HFD feeding does not alter major retinal responses to light stimuli. ERG responses were recorded from animals in scotopic conditions after overnight dark adaptation. A: A high-pass filter was applied to the raw ERG to isolate the OPs for separate analysis from the a-wave and b-wave measurements. ERG a-wave amplitudes recorded at 3, 6, and 12 months of age are plotted against stimulus luminance (B, D, and F), with corresponding b-wave amplitudes (C, E, and G). Values represent the mean ± SEM from at least five animals at each age. Decline in amplitudes of responses are seen with increasing age. At all tested ages, no significant differences were observed between animals on different diets with regard to either major ERG component (ANOVA).

Figure 6

Aged HFD-fed mice have decreased OP amplitudes compared with controls. Visual function in HFD- or chow-fed animals was assessed at 3, 6, and 12 months of age by ERG under scotopic, dark-adapted conditions. OPs were extracted from the raw ERG trace using a high-pass filter. The root mean square (RMS) of all OP peaks and troughs were normalized to the amplitude of the maximal b wave. RMS of OP amplitudes are plotted against stimulus luminance at 3 (A), 6 (B), and 12 (C) months of age. At 12 months of age, mice fed the HFD demonstrate significant declines in OP amplitudes relative to controls. Values represent the mean ± SEM from at least five animals at each age. *P < 0.05 by ANOVA. D–F: Reductions in OP amplitudes correlate with glucose intolerance beginning at 6 months of age. Correlation plots of normalized OP amplitude with the AUC for the intraperitoneal GTT are shown for animals at 3 (D), 6 (E), and 12 (F) months of age.

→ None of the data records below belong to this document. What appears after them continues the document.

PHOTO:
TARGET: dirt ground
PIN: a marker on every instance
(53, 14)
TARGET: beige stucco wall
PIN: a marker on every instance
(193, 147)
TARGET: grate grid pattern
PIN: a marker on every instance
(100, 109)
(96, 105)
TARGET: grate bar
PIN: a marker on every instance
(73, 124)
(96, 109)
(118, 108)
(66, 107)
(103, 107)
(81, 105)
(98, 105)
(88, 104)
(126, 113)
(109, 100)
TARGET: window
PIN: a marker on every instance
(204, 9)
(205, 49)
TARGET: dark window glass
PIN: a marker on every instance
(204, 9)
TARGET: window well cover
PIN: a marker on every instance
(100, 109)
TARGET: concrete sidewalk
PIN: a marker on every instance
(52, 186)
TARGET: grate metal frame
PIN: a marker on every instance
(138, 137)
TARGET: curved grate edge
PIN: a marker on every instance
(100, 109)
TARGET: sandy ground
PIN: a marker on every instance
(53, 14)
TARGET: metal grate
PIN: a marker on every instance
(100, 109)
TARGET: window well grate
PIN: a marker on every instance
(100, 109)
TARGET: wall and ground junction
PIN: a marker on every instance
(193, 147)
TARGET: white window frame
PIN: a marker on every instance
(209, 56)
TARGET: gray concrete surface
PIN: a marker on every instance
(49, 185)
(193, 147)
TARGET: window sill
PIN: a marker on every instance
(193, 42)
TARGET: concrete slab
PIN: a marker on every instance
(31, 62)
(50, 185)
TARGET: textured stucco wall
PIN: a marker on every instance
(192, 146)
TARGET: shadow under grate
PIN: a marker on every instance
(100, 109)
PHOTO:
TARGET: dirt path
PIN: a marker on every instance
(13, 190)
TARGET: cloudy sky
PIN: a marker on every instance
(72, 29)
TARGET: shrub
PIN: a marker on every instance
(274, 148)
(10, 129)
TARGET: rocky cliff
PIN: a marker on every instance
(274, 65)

Each data point represents a unique animal. Pearson correlation analyses were performed for animals fed each diet at each tested age, with R² and P values shown in the lower right corner of each graph. G: Representative ERG tracings from mice fed each of the two indicated diets, with the HFD-fed mice displaying reductions in OP amplitudes compared with chow-fed controls.

Figure 7

Delays in OP implicit times are seen in HFD animals before the development of vascular lesions. Implicit times of the first four OPs (OP1–4) were measured from ERGs generated by a 0.25 cd · s/m² white light stimulus. Recordings were performed at each indicated age. At 6 months of age, HFD-fed mice show significant delays in the implicit times of the first two OP peaks compared with chow-fed mice. This difference persists through 12 months of age. Shown are mean values ± SEM for each of the four measured peaks, with individual values for each animal tested superimposed (at least five animals were used in each diet group at each age). *P < 0.05 by ANOVA.

Figure 8

HFD promotes early inflammasome activation in the inner retina. A–E: Retinal lysates from HFD-fed or chow-fed animals at each indicated age were probed for NLRP3, IL-1β, immature caspase-1 (45 kD), active caspase-1 (10 kD), and phosphorylated (p)JNK and total JNK. NLRP3, IL-1β, and pJNK levels were normalized against total JNK, whereas caspase-1 p10 was quantitated relative to the corresponding levels of immature isoform (p45). Values represent mean ± SEM from three independent experiments. *P < 0.05, **P < 0.01, ***P < 0.001,****P < 0.0001. Mo, months. F: Representative retinal sections from 3-month-old animals coimmunostained for the adaptor protein ASC and NLRP3. Staining for both molecules is strongest within the retinal ganglion cell and inner nuclear layers. ONL, outer nuclear layer; INL, inner nuclear layer; IPL, inner plexiform layer; RGCL, retinal ganglion cell layer. G: A high-power image from a HFD-fed animal shows specks (arrows) in retinal ganglion cell and inner nuclear layers. No costaining is observed at large-diameter retinal vessels (*). Scale bar = 20 μm.